Since I’m going to be writing a whole bunch of articles about CDN speeds, I wanna consolidate my testing methodology into a single article. I’m going to be linking back to this article a lot.
Questions to be answered in this article:
At the end of the day, the CDN is really just a caching layer. All it is is just a massively distributed caching layer. That’s it. That’s all it is.
And if you’re familiar at all with how caching layers work, there are 3 all-important metrics to measure:
To illustrate this in hardware terms: the server responding from RAM is the fastest possible latency. That’s a hot cache. Getting it from disk (SSD) is the second-fastest possible latency. And you can add more layers (HDD). Finally, the cold cache is if the server doesn’t have the item at all.
With regards to a CDN, how do we measure hot, cold, and warm cache?
Cold cache latency: You just fetch a file that the CDN has never seen before. This is going to take the longest time. On CloudFront, for example, I’m seeing a drop from 1.2 seconds to 0.232 seconds in the hot cache.
Hot cache latency: You can fetch the same file 10 times in a row and take the average.

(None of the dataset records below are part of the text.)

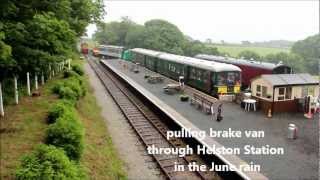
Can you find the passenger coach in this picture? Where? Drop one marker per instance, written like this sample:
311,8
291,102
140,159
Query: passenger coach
250,69
211,77
108,51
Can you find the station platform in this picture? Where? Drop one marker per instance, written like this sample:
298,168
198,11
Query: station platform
300,158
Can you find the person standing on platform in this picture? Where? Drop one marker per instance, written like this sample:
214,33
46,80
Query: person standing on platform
181,82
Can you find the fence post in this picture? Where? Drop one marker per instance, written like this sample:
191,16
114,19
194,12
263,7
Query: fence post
1,102
49,71
36,81
28,84
16,92
42,78
69,66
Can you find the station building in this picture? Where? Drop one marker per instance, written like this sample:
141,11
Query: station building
285,92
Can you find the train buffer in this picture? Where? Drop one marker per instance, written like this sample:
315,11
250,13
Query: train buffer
155,79
172,88
210,107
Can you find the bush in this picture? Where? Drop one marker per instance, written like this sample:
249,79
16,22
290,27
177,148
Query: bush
67,133
71,88
48,162
78,69
59,109
68,93
68,73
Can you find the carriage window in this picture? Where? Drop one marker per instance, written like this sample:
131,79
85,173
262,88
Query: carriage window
199,74
205,76
231,78
193,74
258,93
222,79
288,92
264,91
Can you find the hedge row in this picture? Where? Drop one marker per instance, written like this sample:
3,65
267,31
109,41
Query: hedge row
48,162
59,158
72,87
66,130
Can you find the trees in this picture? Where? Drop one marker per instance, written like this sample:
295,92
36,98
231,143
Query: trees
155,34
247,54
163,36
38,34
309,49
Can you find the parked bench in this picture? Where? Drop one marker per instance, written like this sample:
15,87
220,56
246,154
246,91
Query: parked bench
209,107
155,79
171,88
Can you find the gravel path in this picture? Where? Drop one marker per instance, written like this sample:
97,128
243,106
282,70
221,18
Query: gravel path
137,164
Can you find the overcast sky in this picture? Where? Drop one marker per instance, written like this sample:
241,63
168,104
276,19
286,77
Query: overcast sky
232,21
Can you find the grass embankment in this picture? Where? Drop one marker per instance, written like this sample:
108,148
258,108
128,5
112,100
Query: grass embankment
234,50
24,127
99,157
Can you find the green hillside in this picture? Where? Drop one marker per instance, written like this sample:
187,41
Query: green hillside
234,50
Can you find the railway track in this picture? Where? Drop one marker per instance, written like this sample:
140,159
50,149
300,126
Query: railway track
149,127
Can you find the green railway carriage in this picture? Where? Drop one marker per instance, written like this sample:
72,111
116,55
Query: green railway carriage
126,55
110,51
211,77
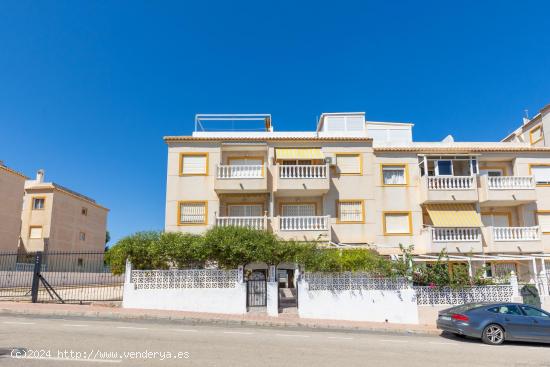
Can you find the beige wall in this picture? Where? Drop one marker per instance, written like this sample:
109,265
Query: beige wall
367,187
62,222
11,203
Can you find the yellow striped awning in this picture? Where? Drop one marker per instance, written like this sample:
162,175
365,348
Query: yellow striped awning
454,215
299,153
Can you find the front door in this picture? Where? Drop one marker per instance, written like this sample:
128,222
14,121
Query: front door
256,289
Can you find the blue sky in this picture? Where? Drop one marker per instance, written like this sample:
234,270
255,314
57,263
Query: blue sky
88,88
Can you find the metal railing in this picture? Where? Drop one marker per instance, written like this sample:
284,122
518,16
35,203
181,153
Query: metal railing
451,182
240,171
310,223
511,182
303,171
456,234
251,222
516,233
68,277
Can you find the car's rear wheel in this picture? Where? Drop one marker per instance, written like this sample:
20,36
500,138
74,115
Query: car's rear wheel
493,334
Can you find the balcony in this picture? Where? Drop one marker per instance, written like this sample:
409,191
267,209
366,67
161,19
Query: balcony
512,239
240,178
454,240
302,180
444,189
249,222
508,190
306,228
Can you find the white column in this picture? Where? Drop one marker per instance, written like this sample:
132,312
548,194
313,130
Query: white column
515,287
272,299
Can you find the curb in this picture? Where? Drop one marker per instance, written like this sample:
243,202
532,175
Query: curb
300,325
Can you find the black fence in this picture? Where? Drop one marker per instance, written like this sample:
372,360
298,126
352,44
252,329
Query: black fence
65,277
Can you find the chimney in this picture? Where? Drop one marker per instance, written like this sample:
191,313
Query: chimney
40,176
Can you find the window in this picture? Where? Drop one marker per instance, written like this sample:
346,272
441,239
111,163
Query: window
394,174
506,310
444,168
193,164
245,210
350,211
535,135
298,210
541,173
349,164
397,223
38,203
503,270
35,232
192,212
543,220
533,312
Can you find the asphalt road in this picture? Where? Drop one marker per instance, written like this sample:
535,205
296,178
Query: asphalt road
81,342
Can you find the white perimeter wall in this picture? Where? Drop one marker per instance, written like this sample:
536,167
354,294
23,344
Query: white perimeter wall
213,300
395,306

Warm cache latency: Trickier. Much trickier. We must wait some amount of time to wait for the file to leave the hot cache. For now, we are sticking with 30 minutes, but we may adjust this as we learn how CDNs are moving items from hot cache to warm cache. The result of the warm cache is also much more ambiguous as it must be fetched at some time away from the cold and hot cache tests.
You can see the cold cache is much slower than the hot cache by running this curl:
curl -w “@curl-format.txt” -o tmp -s “ [https://d3va53q3li7xt1.cloudfront.net/wp-content/uploads/2021/05/shoeb-1024×576.png](https://d3va53q3li7xt1.cloudfront.net/wp-content/uploads/2021/05/shoeb-1024x576.png) “
This example uses CloudFront. There is a massive jump from 1+ seconds to 0.1–0.2 seconds.
I used a python script to automate the measurements. This is important so that the measurements are very consistent between CDNs. Also important to remove human error.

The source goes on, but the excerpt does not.